Autoconsciência significa conhecimento da vulnerabilidade individual. O processo pelo qual esse conhecimento surge pode destruir a fé no valor individual. Isso significa, em termos concretos, que um indivíduo pode vir a sacrificar sua própria experiência, no curso do desenvolvimento, porque sua busca cria conflito social ou expõe a inadequação individual. No entanto, é somente por meio desse conflito que a mudança ocorre, e a fraqueza deve ser reconhecida, antes que possa ser transformada em força. Isso significa que o sacrifício da individualidade elimina qualquer possibilidade de que a força individual possa ser descoberta ou desenvolvida e de que o próprio mundo possa progredir.

Indivíduos cuja vida é sem sentido se odeiam por sua fraqueza e odeiam a vida por torná-los fracos. Esse ódio se manifesta na identificação absoluta com o poder destrutivo, em suas manifestações mitológicas, históricas e biológicas; manifesta-se no desejo de extinção absoluta da existência. Tal identificação leva o homem a envenenar tudo o que toca, a gerar sofrimento desnecessária em face do sofrimento inevitável, a fazer seus semelhantes voltarem-se contra si mesmos, a amalgamar a terra com o inferno, apenas para obter vingança sobre Deus e sua criação.

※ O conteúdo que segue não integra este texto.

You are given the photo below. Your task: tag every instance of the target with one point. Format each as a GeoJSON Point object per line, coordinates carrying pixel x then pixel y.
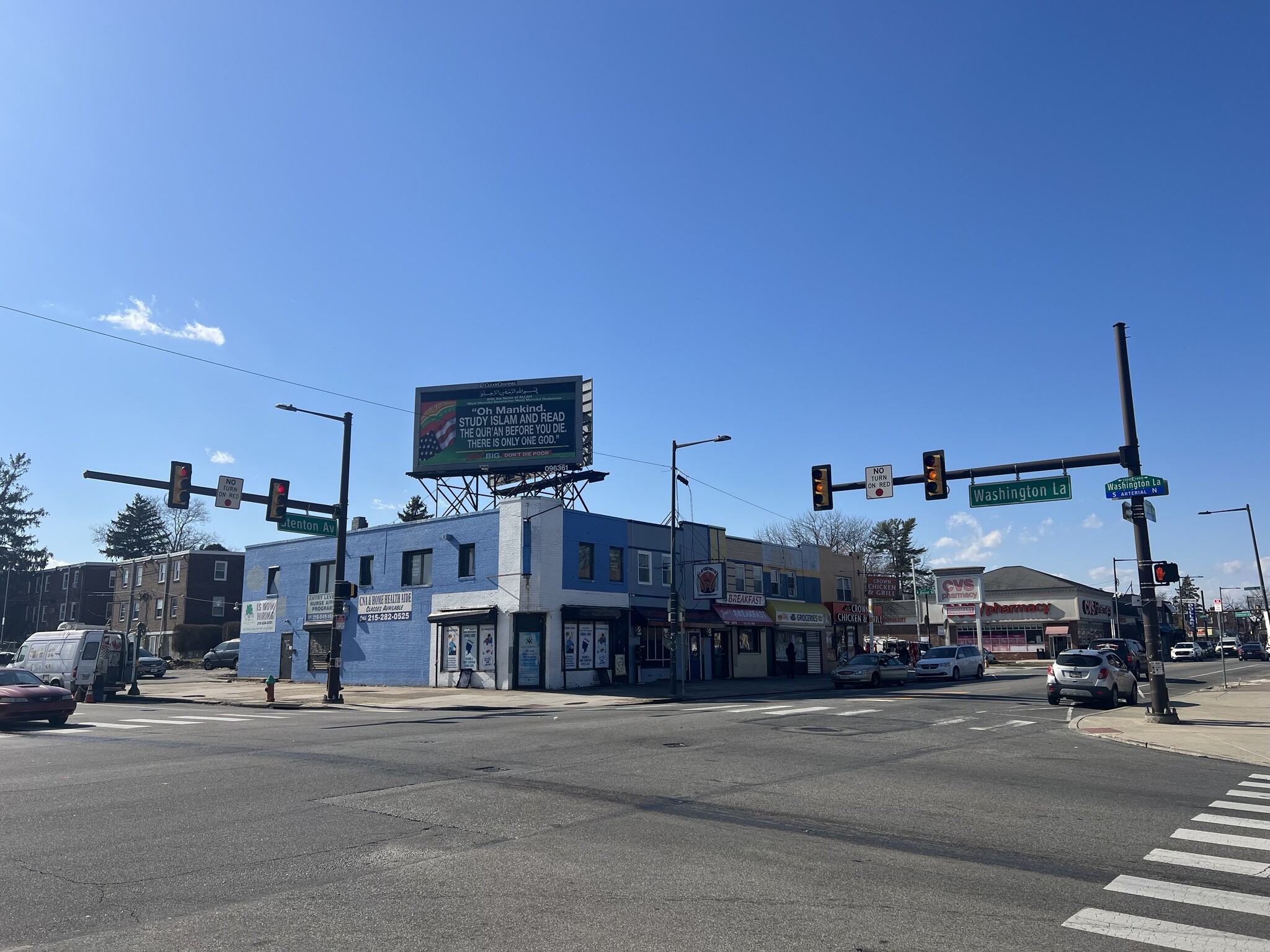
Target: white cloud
{"type": "Point", "coordinates": [140, 319]}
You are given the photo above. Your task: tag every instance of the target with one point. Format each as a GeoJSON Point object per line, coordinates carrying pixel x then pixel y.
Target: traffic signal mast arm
{"type": "Point", "coordinates": [207, 491]}
{"type": "Point", "coordinates": [1070, 462]}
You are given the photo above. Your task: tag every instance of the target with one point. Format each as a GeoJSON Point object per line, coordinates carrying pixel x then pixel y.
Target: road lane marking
{"type": "Point", "coordinates": [1157, 932]}
{"type": "Point", "coordinates": [1202, 861]}
{"type": "Point", "coordinates": [1192, 895]}
{"type": "Point", "coordinates": [1245, 808]}
{"type": "Point", "coordinates": [1226, 839]}
{"type": "Point", "coordinates": [1008, 724]}
{"type": "Point", "coordinates": [1233, 822]}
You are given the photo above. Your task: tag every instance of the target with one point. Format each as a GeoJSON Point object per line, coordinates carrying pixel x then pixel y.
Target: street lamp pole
{"type": "Point", "coordinates": [334, 695]}
{"type": "Point", "coordinates": [677, 677]}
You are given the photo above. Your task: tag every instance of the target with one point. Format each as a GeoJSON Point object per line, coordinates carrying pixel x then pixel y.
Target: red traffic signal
{"type": "Point", "coordinates": [178, 485]}
{"type": "Point", "coordinates": [276, 509]}
{"type": "Point", "coordinates": [822, 488]}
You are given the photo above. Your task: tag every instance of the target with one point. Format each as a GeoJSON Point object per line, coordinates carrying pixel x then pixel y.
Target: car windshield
{"type": "Point", "coordinates": [13, 678]}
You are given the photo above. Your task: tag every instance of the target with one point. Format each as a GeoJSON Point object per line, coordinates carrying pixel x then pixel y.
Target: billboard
{"type": "Point", "coordinates": [521, 426]}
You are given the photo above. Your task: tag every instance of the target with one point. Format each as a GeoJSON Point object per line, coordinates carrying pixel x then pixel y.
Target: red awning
{"type": "Point", "coordinates": [737, 615]}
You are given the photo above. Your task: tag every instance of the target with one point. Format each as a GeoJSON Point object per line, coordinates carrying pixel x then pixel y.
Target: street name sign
{"type": "Point", "coordinates": [229, 493]}
{"type": "Point", "coordinates": [309, 524]}
{"type": "Point", "coordinates": [878, 483]}
{"type": "Point", "coordinates": [1048, 489]}
{"type": "Point", "coordinates": [1130, 487]}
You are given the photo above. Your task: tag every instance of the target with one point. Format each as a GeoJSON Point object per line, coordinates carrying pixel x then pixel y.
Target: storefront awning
{"type": "Point", "coordinates": [738, 615]}
{"type": "Point", "coordinates": [798, 615]}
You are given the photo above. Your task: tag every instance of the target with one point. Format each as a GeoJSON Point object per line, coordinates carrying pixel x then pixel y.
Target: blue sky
{"type": "Point", "coordinates": [840, 232]}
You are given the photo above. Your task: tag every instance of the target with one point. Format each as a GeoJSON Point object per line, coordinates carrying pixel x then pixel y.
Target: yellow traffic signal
{"type": "Point", "coordinates": [936, 483]}
{"type": "Point", "coordinates": [822, 488]}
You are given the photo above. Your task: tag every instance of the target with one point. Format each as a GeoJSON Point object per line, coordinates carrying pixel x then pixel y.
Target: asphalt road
{"type": "Point", "coordinates": [953, 816]}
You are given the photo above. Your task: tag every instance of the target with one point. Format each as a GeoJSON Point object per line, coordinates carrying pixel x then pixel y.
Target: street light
{"type": "Point", "coordinates": [337, 610]}
{"type": "Point", "coordinates": [677, 681]}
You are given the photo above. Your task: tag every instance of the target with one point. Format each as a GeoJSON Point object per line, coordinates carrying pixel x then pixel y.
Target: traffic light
{"type": "Point", "coordinates": [276, 511]}
{"type": "Point", "coordinates": [822, 488]}
{"type": "Point", "coordinates": [178, 485]}
{"type": "Point", "coordinates": [936, 484]}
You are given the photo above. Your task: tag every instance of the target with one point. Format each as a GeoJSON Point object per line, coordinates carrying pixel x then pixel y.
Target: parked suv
{"type": "Point", "coordinates": [224, 655]}
{"type": "Point", "coordinates": [1128, 650]}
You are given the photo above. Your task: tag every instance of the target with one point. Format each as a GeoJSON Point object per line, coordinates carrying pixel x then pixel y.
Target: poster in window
{"type": "Point", "coordinates": [487, 648]}
{"type": "Point", "coordinates": [571, 646]}
{"type": "Point", "coordinates": [450, 660]}
{"type": "Point", "coordinates": [469, 653]}
{"type": "Point", "coordinates": [601, 644]}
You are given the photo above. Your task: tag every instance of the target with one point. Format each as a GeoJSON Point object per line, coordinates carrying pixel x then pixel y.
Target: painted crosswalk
{"type": "Point", "coordinates": [1220, 843]}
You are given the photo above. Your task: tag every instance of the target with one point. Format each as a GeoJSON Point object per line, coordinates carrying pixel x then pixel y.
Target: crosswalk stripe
{"type": "Point", "coordinates": [1192, 895]}
{"type": "Point", "coordinates": [1226, 839]}
{"type": "Point", "coordinates": [1157, 932]}
{"type": "Point", "coordinates": [1246, 808]}
{"type": "Point", "coordinates": [1232, 821]}
{"type": "Point", "coordinates": [1202, 861]}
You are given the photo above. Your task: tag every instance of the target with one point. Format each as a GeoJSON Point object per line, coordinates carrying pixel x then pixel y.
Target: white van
{"type": "Point", "coordinates": [78, 656]}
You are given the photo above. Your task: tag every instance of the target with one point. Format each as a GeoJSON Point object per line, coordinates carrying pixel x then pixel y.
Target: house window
{"type": "Point", "coordinates": [417, 568]}
{"type": "Point", "coordinates": [644, 568]}
{"type": "Point", "coordinates": [322, 578]}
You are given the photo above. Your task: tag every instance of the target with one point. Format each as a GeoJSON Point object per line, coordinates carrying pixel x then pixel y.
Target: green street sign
{"type": "Point", "coordinates": [1048, 489]}
{"type": "Point", "coordinates": [309, 524]}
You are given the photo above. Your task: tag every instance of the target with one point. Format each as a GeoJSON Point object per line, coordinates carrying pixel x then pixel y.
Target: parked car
{"type": "Point", "coordinates": [1186, 651]}
{"type": "Point", "coordinates": [871, 671]}
{"type": "Point", "coordinates": [1128, 650]}
{"type": "Point", "coordinates": [1099, 676]}
{"type": "Point", "coordinates": [224, 655]}
{"type": "Point", "coordinates": [24, 697]}
{"type": "Point", "coordinates": [953, 662]}
{"type": "Point", "coordinates": [1253, 651]}
{"type": "Point", "coordinates": [150, 666]}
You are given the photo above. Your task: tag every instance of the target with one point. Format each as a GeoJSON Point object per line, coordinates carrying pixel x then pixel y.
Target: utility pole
{"type": "Point", "coordinates": [1160, 710]}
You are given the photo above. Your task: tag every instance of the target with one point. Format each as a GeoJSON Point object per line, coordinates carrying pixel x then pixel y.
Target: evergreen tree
{"type": "Point", "coordinates": [136, 531]}
{"type": "Point", "coordinates": [18, 549]}
{"type": "Point", "coordinates": [414, 511]}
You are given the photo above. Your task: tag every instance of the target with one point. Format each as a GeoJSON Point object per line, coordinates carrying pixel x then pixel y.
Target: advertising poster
{"type": "Point", "coordinates": [487, 648]}
{"type": "Point", "coordinates": [571, 646]}
{"type": "Point", "coordinates": [450, 656]}
{"type": "Point", "coordinates": [601, 644]}
{"type": "Point", "coordinates": [469, 648]}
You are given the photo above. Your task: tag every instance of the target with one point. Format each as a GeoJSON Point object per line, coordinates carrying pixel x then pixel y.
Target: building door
{"type": "Point", "coordinates": [285, 654]}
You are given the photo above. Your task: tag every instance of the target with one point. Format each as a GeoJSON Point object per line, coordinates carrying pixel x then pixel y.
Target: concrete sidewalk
{"type": "Point", "coordinates": [1226, 724]}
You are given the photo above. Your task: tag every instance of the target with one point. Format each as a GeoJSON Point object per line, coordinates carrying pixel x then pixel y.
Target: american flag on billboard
{"type": "Point", "coordinates": [436, 427]}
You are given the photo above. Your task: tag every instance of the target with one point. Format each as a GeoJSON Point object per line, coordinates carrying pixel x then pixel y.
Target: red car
{"type": "Point", "coordinates": [24, 697]}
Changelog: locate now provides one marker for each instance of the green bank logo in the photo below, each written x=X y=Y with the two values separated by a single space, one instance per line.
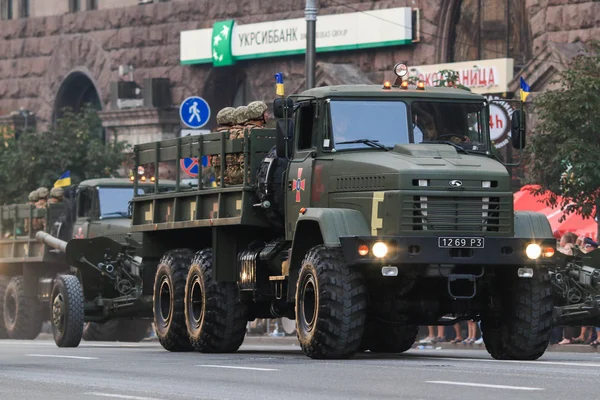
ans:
x=221 y=43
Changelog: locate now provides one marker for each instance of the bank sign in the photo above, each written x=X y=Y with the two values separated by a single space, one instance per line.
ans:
x=226 y=42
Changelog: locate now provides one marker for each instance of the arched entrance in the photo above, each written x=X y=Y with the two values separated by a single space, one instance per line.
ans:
x=76 y=90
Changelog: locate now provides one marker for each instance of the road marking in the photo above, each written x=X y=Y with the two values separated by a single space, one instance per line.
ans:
x=55 y=356
x=232 y=367
x=120 y=396
x=568 y=364
x=484 y=385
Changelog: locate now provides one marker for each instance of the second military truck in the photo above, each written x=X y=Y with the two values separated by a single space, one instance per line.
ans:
x=368 y=211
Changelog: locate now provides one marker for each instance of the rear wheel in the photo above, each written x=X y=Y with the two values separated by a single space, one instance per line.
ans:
x=22 y=314
x=522 y=329
x=216 y=318
x=67 y=311
x=168 y=302
x=331 y=305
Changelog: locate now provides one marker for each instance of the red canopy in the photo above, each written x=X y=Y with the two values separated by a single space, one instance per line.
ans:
x=526 y=201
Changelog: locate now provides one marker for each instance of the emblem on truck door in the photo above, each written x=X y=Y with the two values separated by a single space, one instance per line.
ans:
x=299 y=185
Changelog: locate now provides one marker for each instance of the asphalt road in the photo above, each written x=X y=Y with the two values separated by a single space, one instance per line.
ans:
x=39 y=370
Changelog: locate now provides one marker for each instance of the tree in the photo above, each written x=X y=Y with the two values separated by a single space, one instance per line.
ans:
x=562 y=156
x=38 y=159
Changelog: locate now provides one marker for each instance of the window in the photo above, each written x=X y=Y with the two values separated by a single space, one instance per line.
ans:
x=382 y=121
x=489 y=29
x=24 y=9
x=74 y=5
x=460 y=123
x=6 y=9
x=304 y=122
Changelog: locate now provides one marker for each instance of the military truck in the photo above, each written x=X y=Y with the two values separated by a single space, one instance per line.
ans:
x=369 y=210
x=29 y=269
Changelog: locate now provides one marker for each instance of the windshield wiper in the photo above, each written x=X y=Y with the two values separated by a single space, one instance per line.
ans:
x=368 y=142
x=456 y=146
x=116 y=214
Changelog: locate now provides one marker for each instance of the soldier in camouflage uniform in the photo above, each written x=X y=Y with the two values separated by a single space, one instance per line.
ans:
x=56 y=195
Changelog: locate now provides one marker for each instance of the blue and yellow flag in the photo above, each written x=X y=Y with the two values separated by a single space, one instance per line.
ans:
x=279 y=84
x=524 y=90
x=64 y=180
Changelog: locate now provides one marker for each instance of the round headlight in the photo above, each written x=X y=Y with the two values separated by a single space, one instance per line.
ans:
x=379 y=249
x=533 y=251
x=400 y=70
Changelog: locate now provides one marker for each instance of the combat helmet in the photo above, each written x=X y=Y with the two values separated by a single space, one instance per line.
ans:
x=57 y=192
x=42 y=193
x=240 y=115
x=33 y=196
x=256 y=109
x=225 y=116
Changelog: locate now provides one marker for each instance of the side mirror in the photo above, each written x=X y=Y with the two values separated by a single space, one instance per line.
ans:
x=281 y=132
x=279 y=105
x=518 y=129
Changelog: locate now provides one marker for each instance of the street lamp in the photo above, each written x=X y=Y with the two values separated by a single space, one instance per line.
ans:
x=310 y=13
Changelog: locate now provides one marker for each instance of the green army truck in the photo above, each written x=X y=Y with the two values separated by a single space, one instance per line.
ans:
x=368 y=211
x=29 y=269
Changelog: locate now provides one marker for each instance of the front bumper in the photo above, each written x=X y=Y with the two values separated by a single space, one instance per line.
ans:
x=426 y=250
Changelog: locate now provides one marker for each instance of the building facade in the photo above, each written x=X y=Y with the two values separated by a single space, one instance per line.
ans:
x=137 y=60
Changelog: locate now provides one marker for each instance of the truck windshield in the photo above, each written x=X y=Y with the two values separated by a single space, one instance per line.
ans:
x=114 y=202
x=384 y=122
x=460 y=123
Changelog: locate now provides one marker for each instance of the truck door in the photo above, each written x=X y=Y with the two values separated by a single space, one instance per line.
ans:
x=301 y=169
x=85 y=210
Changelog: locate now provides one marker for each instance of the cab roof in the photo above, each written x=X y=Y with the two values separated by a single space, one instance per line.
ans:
x=377 y=91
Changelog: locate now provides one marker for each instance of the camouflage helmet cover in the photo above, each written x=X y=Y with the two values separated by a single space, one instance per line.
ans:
x=57 y=192
x=240 y=115
x=256 y=109
x=225 y=116
x=33 y=196
x=42 y=193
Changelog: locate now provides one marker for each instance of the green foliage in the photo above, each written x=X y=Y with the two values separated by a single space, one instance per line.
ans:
x=562 y=155
x=38 y=159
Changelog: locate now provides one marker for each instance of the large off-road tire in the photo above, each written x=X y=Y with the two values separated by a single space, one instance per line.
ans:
x=216 y=319
x=169 y=298
x=100 y=331
x=384 y=331
x=522 y=330
x=331 y=305
x=3 y=284
x=22 y=315
x=66 y=311
x=133 y=330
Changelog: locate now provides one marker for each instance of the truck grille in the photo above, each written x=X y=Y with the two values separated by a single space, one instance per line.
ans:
x=458 y=214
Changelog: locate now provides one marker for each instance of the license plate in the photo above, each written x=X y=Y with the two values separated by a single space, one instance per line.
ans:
x=461 y=243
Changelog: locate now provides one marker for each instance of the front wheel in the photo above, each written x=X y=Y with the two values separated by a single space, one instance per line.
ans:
x=67 y=311
x=522 y=329
x=216 y=318
x=331 y=305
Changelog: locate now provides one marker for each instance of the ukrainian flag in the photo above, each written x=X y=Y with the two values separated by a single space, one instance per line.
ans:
x=64 y=180
x=524 y=90
x=279 y=84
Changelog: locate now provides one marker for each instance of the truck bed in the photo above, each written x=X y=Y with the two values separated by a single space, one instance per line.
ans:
x=202 y=206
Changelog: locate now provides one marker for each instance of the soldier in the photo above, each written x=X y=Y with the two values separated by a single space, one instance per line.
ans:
x=56 y=195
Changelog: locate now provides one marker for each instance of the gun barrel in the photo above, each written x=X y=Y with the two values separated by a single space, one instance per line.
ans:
x=51 y=241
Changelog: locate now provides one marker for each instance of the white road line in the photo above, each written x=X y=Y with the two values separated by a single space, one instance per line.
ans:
x=523 y=363
x=484 y=385
x=120 y=396
x=232 y=367
x=56 y=356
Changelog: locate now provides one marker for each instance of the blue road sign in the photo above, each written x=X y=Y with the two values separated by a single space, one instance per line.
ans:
x=194 y=112
x=190 y=166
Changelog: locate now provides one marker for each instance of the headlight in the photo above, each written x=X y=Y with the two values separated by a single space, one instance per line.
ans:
x=379 y=249
x=533 y=251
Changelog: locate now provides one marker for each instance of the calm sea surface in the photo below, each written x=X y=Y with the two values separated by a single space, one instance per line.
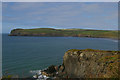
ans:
x=24 y=54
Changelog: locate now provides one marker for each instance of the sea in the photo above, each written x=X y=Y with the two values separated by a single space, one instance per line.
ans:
x=22 y=55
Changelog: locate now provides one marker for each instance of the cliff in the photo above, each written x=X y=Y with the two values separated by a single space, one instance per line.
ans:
x=86 y=63
x=50 y=32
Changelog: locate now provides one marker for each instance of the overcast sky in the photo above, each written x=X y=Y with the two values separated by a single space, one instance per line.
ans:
x=82 y=15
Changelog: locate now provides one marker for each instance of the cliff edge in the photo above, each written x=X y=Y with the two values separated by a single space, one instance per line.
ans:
x=87 y=63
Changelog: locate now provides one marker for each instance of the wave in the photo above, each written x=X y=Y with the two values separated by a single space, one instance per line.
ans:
x=38 y=74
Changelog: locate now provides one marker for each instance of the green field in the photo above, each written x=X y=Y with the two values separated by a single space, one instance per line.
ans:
x=65 y=33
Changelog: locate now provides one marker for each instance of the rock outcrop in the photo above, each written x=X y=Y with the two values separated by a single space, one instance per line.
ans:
x=88 y=63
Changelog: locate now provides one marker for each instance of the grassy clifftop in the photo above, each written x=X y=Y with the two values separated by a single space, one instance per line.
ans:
x=87 y=63
x=65 y=32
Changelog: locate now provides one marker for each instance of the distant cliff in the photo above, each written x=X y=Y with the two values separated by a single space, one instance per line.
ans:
x=87 y=63
x=50 y=32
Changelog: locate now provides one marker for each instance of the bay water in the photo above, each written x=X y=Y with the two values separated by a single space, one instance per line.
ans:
x=23 y=54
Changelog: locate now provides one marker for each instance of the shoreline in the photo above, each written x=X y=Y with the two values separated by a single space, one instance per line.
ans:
x=67 y=36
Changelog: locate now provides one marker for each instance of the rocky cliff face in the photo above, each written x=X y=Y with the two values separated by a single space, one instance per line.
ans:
x=88 y=63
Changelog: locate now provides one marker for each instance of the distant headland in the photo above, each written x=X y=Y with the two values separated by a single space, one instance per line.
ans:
x=51 y=32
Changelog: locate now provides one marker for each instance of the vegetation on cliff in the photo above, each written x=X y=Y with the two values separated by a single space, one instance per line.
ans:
x=87 y=63
x=65 y=32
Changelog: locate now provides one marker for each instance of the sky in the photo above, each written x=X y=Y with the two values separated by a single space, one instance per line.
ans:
x=83 y=15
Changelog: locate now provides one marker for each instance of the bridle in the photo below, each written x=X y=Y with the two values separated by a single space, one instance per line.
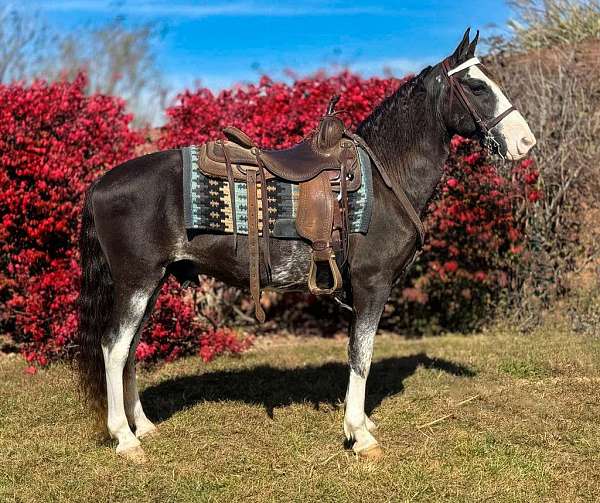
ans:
x=484 y=126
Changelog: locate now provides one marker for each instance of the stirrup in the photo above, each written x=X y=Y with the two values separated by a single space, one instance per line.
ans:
x=312 y=276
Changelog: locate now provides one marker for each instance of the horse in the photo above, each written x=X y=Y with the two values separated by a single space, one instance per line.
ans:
x=133 y=237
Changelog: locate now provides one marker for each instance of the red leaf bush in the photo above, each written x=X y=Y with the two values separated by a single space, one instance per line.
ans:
x=54 y=141
x=274 y=114
x=474 y=237
x=475 y=241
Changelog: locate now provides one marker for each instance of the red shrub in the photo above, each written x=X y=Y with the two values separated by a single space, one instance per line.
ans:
x=275 y=114
x=54 y=140
x=474 y=241
x=473 y=237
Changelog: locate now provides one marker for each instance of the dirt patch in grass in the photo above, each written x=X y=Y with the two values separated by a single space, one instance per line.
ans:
x=266 y=426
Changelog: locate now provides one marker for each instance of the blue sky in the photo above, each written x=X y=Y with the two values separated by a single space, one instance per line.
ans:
x=221 y=43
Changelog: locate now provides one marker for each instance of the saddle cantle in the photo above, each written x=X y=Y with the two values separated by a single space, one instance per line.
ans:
x=325 y=165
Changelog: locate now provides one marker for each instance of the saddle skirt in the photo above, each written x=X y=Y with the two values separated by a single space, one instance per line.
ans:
x=208 y=204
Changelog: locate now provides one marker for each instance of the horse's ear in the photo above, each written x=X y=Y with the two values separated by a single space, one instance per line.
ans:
x=460 y=52
x=473 y=45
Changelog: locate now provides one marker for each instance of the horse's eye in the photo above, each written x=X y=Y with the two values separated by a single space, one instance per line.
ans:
x=479 y=89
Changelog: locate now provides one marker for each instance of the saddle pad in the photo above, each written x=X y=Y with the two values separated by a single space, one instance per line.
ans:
x=207 y=202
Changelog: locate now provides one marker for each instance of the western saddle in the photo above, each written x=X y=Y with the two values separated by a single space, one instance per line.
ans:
x=325 y=165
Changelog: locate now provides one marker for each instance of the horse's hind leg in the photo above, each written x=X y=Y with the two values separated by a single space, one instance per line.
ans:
x=133 y=406
x=129 y=310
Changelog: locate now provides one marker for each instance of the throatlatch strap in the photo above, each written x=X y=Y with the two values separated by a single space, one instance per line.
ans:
x=253 y=251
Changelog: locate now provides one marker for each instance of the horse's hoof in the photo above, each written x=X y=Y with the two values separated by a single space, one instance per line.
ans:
x=147 y=433
x=371 y=426
x=372 y=453
x=134 y=454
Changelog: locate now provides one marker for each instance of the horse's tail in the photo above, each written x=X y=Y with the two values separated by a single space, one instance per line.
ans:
x=96 y=301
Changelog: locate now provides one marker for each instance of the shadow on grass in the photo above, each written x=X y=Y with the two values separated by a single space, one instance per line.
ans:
x=276 y=387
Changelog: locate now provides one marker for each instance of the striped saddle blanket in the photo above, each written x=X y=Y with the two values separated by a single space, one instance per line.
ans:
x=208 y=208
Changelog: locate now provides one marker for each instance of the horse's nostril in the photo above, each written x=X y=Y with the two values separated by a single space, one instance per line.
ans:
x=527 y=141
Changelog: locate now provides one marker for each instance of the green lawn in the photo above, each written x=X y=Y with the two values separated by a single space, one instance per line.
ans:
x=267 y=426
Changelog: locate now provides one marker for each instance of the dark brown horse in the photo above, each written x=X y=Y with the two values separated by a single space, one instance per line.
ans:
x=133 y=237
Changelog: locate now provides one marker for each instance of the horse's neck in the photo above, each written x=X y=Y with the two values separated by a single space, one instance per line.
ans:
x=410 y=142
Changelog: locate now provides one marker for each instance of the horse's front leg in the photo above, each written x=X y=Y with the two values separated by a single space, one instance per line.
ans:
x=368 y=306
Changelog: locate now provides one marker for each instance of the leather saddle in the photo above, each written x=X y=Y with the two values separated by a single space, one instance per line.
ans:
x=325 y=165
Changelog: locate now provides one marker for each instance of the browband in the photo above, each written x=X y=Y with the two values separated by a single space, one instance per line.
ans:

O propósito humano, se tal coisa pode ser considerada, é buscar significado, estender o domínio da luz, da consciência, apesar da limitação. Um evento significativo existe na fronteira entre a ordem e o caos. A busca do significado expõe o indivíduo ao desconhecido de forma gradual, permitindo-lhe desenvolver força e capacidade adaptativa em proporção à seriedade de sua busca. É durante o contato com o desconhecido que o poder humano cresce, individual e, depois, historicamente. O significado é a experiência subjetiva associada a esse contato, em proporção suficiente. Os grandes mitos religiosos afirmam que a busca contínua de sentido, adotada voluntariamente e sem auto-engano, levará o indivíduo a descobrir sua identidade com Deus. Essa “identidade revelada” o tornará capaz de suportar a tragédia da vida. O abandono do significado, ao contrário, reduz o homem às suas fraquezas mortais. Isso o faz odiar a vida e trabalhar para eliminá-la.

O significado é a manifestação mais profunda do instinto. O homem é uma criatura atraída pelo desconhecido; uma criatura adaptada para sua conquista. O sentido subjetivo de significado é o instinto regendo a taxa de contato com o desconhecido. Exposição demais transforma a mudança em caos; de menos promove estagnação e degeneração. O equilíbrio adequado produz um indivíduo poderoso, confiante na capacidade de resistir à vida, cada vez mais capaz de lidar com a natureza e a sociedade, cada vez mais próximo do ideal heróico. Cada indivíduo, constitucionalmente único, encontra sentido em diferentes buscas, se tiver a coragem de manter sua diferença. A manifestação da diversidade individual, transformada em conhecimento passível de transferência social, muda a própria face da história e leva cada geração do homem a avançar mais no desconhecido.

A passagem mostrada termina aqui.